THE STRUCTURE OF THE COMPANY
 
     The Company will conduct its operations through several entities. The
structure is designed primarily to (i) permit the Company to acquire the
ownership of a majority of the shares of stock in HCP and HCP's subsidiaries
while preserving the Company's qualification as a REIT, and (ii) permit certain
activities of HCP to be wound down before and after the closing of the Offering.

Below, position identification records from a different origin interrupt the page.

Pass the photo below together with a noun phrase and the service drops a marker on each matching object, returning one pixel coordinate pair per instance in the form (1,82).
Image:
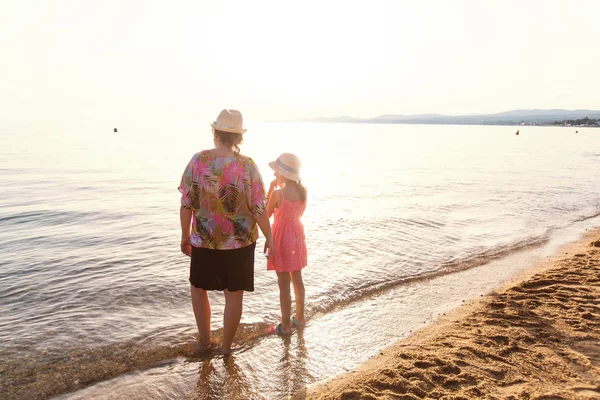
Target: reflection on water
(225,378)
(94,287)
(222,379)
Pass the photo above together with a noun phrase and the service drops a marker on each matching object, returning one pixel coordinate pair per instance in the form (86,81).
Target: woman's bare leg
(234,302)
(201,306)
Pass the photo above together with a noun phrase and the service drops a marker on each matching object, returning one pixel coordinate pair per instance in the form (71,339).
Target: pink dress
(288,237)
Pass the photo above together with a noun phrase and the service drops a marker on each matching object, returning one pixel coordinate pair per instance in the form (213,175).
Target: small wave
(345,297)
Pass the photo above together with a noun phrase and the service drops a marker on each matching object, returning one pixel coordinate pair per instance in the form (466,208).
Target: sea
(404,223)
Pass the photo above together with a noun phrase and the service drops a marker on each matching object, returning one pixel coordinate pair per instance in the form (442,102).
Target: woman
(222,202)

See "Federal Income Tax Considerations -- Requirements for Qualification as a
REIT."
 
HCHI
 
     HCHI will acquire the Investment Portfolio using the net proceeds of the
Offering and the net proceeds of borrowings and securitizations. It is
anticipated that HCHI's assets will consist primarily of the Investment
Portfolio and the HCP Preferred.
 
     Initially, the Principals will own 716,677 shares of Common Stock of HCHI,
or 12.54% of the outstanding shares of Common Stock. The Principals may acquire
additional shares of Common Stock upon the exercise of vested stock options
granted to them under the Company's 1997 Executive and Non-Employee Director
Stock Option Plan or pursuant to the Company's Bonus Incentive Compensation
Plan. See "Management -- 1997 Stock Option Plan;" and "Management -- Bonus
Incentive Compensation Plan." Up to 216,667 additional shares of Common Stock
will be issued to the Principals (giving them up to 15.73% of the outstanding
shares of Common Stock, subject to dilution by other issuances), if the Earn-Out
vests. The Earn-Out may vest in full or in part on any September 30 beginning
with September 30, 1998 and ending with September 30, 2002 (each, an "Earn-Out
Measuring Date"). The Earn-Out will vest in full as of any Earn-Out Measuring
Date through which the return on a Unit is at least equal to the initial public
offering price of the Unit. One-third of the Earn-Out will vest as of any
Earn-Out Measuring Date through which the return on a Unit is at least equal to
a 20% annualized return on the initial public offering price of the Unit. The
return on a Unit is determined by adding (i) the appreciation in the value of
the Unit since the closing of the Offering and (ii) the amount of distributions
made by the Company on the share of Common Stock included in the Unit since the
closing of the Offering. The appreciation in the value of a Unit as of any
Earn-Out Measuring Date is the average difference, during the 30 day period that
ends on the Earn-Out Measuring Date, between the market price of the share of
Common Stock included in the Unit and the initial public offering price of the
Unit multiplied by two to take into account the value of the Warrant included in
the Unit. In determining whether the Earn-Out has vested, appropriate
adjustments will be made for stock splits, recapitalizations, stock dividends
and transactions having similar effects. The shares of Common Stock acquired by
the Principals (including any additional shares to be issued upon the vesting of
the Earn-Out) and the forgiveness of any loans to the Principals upon the
vesting of the Earn-Out represent the consideration given to the Principals in
exchange for their contribution of the HCP Preferred to HCHI.
 
     It is anticipated that HCHI will receive substantially all of its revenue
from the Investment Portfolio and the operations of HCP, HCMC and HCS. The
amounts that HCHI may in turn distribute to its stockholders will be reduced by
any tax that HCHI must pay because it fails to qualify as a REIT or is otherwise
taxable. See "Federal Income Tax Considerations -- Requirements for
Qualification as a REIT" and "-- Taxation of HCHI."
 
HCP, HCMC AND HCS
 
     Except as described below, HCP, HCMC and HCS will continue to own their
pre-Offering assets and conduct their pre-Offering activities as taxable,
non-controlled subsidiaries of HCHI. HCP will conduct the Due Diligence
Operations and will support HCHI's acquisition and investment activities by
providing due diligence services. HCMC will originate, sell and service
Multifamily Mortgage Loans and Commercial Mortgage Loans and will serve as a
source of Multifamily Mortgage Loans and Commercial Mortgage Loans for HCHI. HCS
will facilitate the Company's trading activities by acting as a broker/dealer.